10 Things Google Wished You Knew

by Ruud Hein August 23rd, 2011 

straight-from-google

Still trying to read Google's hidden signals and figure out their true meaning?

Sometimes a cigar is just a cigar and a kiss just a kiss. Here are 10 "take them at face-value" things Google wished you knew.

1. There is no duplicate content penalty

"Let's put this to bed once and for all, folks: There's no such thing as a 'duplicate content penalty.'"
– Susan Moskwa, Webmaster Trends Analyst, in Demystifying the "duplicate content penalty"

Scraping other's content can get you in trouble, sure, but having on-site, accidental,  non-malicious duplicate content does not earn you minus point or a penalty.

On larger, dynamic sites, duplicate content can cause a near-infinite amount of pages to crawl while Google assigns a finite amount of time on each site crawled depending on its importance. Wasting Googlebot's time on your site by feeding it duplicate content? Almost as good an idea as trying to get a penalty.

2. We see your NOSCRIPT & raise you a "yeah, right"

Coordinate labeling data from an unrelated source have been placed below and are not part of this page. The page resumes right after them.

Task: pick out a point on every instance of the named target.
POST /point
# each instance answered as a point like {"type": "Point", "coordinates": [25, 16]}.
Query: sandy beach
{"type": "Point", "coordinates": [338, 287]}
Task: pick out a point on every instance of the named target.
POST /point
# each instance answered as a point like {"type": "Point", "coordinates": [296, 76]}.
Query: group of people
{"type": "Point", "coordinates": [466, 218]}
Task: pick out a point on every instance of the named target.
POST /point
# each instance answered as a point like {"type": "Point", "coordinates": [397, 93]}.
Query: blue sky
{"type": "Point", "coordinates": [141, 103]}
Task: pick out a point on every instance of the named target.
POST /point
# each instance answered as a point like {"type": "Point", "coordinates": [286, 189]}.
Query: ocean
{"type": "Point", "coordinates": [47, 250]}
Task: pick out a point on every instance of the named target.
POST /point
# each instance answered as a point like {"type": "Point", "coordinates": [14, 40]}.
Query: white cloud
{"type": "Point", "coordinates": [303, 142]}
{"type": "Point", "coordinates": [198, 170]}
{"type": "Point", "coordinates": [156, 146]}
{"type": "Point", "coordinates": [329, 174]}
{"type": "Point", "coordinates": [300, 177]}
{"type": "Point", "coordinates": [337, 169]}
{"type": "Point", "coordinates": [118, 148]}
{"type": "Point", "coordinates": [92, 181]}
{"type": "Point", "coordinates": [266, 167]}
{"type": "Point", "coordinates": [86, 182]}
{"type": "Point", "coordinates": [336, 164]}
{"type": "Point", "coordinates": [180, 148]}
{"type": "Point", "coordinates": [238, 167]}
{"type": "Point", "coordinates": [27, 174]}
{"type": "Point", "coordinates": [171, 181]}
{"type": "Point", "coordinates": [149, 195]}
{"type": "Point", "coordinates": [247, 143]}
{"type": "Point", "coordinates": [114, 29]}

"One of the problems with noscript is – as others have mentioned – that it's been abused quite a bit by spammers, so search engines might treat it with some suspicion. So if this is really important content, then I wouldn't rely on all search engines treating your noscript elements in the same way as normal, visible, static content on your pages."
– John Mueller, Webmaster Trends Analyst, in Best way to include static content in dynamic pages?

The only thing missing from John Mu's statement is a "wink wink, nudge nudge" after his "might" treat it with suspicion. Cold hard fact: content in <noscript> loses almost all its value.

If you want to tailor to people with JavaScript turned off the way to do it is with unobtrusive JavaScript.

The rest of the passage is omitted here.